Ricardo Roig, chairman of Hillsborough Area Regional Transit, on Monday suggested creating a task force to explore funding strategies, including a sales tax.
The task force would report back to the agency's governing board in February.
Increasing the 7-cent sales tax by a half-cent would bring in $110 million a year, more than double the agency's $54 million operating budget, but the move would need voter support, Roig said.
"I think we put it to voters and ask them whether they want to support mass transit in Hillsborough County, yea or nay," Roig said at Monday's HART board meeting.
The earliest a referendum could be held is next November.

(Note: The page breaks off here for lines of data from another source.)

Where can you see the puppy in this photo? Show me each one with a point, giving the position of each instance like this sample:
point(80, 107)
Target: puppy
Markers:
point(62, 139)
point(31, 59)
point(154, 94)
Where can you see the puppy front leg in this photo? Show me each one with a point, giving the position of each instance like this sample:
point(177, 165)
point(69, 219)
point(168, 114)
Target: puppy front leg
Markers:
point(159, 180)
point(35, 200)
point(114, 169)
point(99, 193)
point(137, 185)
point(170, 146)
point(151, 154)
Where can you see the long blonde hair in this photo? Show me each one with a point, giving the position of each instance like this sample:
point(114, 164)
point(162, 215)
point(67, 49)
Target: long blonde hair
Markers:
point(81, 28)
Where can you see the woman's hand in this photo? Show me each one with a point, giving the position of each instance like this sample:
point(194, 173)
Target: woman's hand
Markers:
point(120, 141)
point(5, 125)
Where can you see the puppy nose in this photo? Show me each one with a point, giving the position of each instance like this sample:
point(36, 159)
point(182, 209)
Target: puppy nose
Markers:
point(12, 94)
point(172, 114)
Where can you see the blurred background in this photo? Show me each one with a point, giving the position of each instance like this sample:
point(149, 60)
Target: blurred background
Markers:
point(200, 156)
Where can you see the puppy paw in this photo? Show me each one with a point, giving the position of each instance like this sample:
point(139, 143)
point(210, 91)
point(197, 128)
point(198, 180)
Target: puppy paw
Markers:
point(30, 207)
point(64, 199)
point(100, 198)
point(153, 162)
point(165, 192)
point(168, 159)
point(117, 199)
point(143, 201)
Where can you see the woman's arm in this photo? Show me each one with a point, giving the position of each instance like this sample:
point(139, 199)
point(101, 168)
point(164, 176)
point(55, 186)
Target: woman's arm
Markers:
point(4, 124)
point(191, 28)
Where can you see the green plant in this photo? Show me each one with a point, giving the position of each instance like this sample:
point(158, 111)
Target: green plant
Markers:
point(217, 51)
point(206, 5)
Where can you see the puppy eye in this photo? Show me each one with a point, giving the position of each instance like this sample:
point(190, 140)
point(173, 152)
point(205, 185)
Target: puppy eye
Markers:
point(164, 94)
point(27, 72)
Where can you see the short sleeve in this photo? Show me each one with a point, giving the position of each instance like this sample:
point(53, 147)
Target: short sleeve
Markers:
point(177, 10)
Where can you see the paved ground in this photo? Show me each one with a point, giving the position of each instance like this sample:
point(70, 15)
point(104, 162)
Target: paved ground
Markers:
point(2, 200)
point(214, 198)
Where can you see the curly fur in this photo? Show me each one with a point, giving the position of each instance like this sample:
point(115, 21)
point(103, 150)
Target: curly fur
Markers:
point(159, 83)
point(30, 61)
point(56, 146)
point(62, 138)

The agency faces cuts as deep as 10 percent if voters in January back a referendum to slash property taxes statewide.
Officials are bracing for layoffs, fewer bus routes and shorter hours of operation on remaining routes.
"There could be a curtailing of the least productive routes," Executive Director David Armijo said last week, adding that HART might have to look to fundamental changes "to do what we need to do with less resources."
The agency just weathered a 3 percent reduction imposed by the Legislature.
The move forced HART to eliminate two routes and trim service on a dozen others. Those changes go into effect Nov. 18.
If voters support the Jan. 29 ballot measure, the reduced flow of tax dollars to local governments wouldn't begin until after the next fiscal year starts Oct. 1.
Nearly all of Florida's transit agencies rely on sales taxes or gas taxes to supplement their operating budgets.
Hillsborough, Pinellas and Volusia counties are exceptions, getting the bulk of their funding from property taxes.
The Jacksonville Transportation Authority, for example, gets $24 million yearly from sales tax collections. Broward County Mass Transit gets $39 million from gas taxes.
About one-third of the Miami-Dade Transit's $362 million operating budget comes from a combination of gas and sales taxes.
Roig would be joined on the task force by Hillsborough County Commissioner Mark Sharpe, Tampa City Councilman John Dingfelder and Temple Terrace City Councilman Ron Govin.